Les lobbyistes fédéraux sont en mode Justin Inc.

Don Boudria
Don Boudria
L’arrivée de Justin Trudeau a bousculé la culture politique du pays, mais n’a pas freiné les activités des lobbyistes à Ottawa. Depuis l’entrée en fonction de M. Trudeau le 4 novembre 2015 on ne recense pas moins de 2041 nouveaux mandats actifs de lobbysme et ce, uniquement auprès du Bureau du premier ministre.

Les demandeurs qui désirent attirer l’attention de l’entourage du premier ministre sont nombreux et variés. Le groupe de défense franco-britannique Thales aimerait bien vendre pour quelques milliards de dollars de frégates et de drones à la défense canadienne, l’association des propriétaires de terrains de golf du Canada souhaite que le frais d’entrée à leurs terrains devienne déductible de l’impôt d’un particulier et 28 producteurs ou distributeurs de cannabis sont en attente d’une autorisation ou d’une aide financière.

Des personnages bien connus dans l’univers du parti de Wilfrid Laurier sont présents dans ce nouvel écosystème. Don Boudria qui fut un porteur de ballon libéral pendant 14 ans est parmi les mieux positionnés. L’ancien député et leader parlementaire est conseiller spécial de la firme Hill & Knowlton, a une photo de lui tenant Justin Trudeau sur ses genoux alors que ce dernier avait trois ans bien en évidence dans son bureau et pilote deux des plus gros dossiers de lobbyings actifs : Air Canada qui désire « s’exprimer et s’expliquer » au sujet de la loi sur les langues officielles et le Groupe TSX qui s’active en coulisses en marge de la préparation du prochain budget fédéral.

John J. Tobin
John J. Tobin
Torys LLP, dont le bureau torontois était le centre de commandement de l’équipe Trudeau en Ontario lors de l’élection a enregistré un de ses principaux associés, John J. Tobin, qui défend des dossiers fiscaux très complexes pour le compte de fonds d’investissements et la fiducie familiale de la famille la plus riche du Canada.

Fasken Martineau en tête…

Me Daniel Brock
Me Daniel Brock
C’est toutefois le cabinet pancanadien Fasken Martineau qui a pris le devant de ses concurrents dans cette course à l’influence.

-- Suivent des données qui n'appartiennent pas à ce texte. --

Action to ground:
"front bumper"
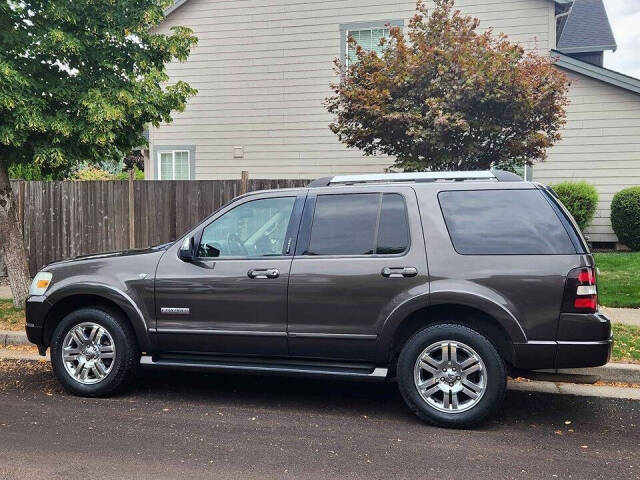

La firme a actuellement 34 mandats actifs de lobbying actifs et intervient dans presque toutes les sphères de l’appareil gouvernemental canadien.

C’est l’associé du cabinet Daniel Brock qui est responsable de cette avancée. Un de ses récents faits d’armes : regrouper les principaux manufacturiers automobiles pour faire front commun et réclamer un programme national d’électrification des transports. Il a réussi à asseoir à la même table Mercedes Benz et son archival BMW en compagnie de Toyota, Hyundai et Kia.

…et en quête d’une subvention

Et bizarrement, Fasken Martineau qui occupe autant de place sur la scène du lobbying fait appel à un concurrent pour débloquer un de ses dossiers.

La firme a retenu les services de Will Adam, conseiller principal de la firme Capital Hill (fondée en 1984 par de proches conseillers de Brian Mulroney) pour obtenir une subvention dans le cadre du programme d’investissement des Autochtones qui prévoit des investissements fédéraux de 8,4 milliards de dollars au cours des cinq prochaines années.

Marcel fait profil bas

Me Marcel Aubut
Me Marcel Aubut
Depuis qu’il s’est couvert d’opprobre avec sa sortie scandaleuse du comité olympique canadien Marcel Aubut, le « kid de la grande Allée », fait profil bas. L’avocat a toutefois redémarré discrètement mais efficacement sa pratique de lobbysme. Depuis juin il a empoché au moins 550 000 dollars en défendant les intérêts de six clients qui réclament des faveurs gouvernementales.

Me Aubut s’active pour régler un conflit entre le chantier maritime Davie et la Société des traversiers, tente de vendre un projet d’avion-ambulance pour le Groupe Aviation, et négocie pour les sociétés immobilières DSA, Hymus Kirkland et Newman l’achat d’un terrain appartenant à Hydro-Québec et la modification de dispositions de baux intervenus entre les propriétaires d’immeubles et des agences du gouvernement du Québec.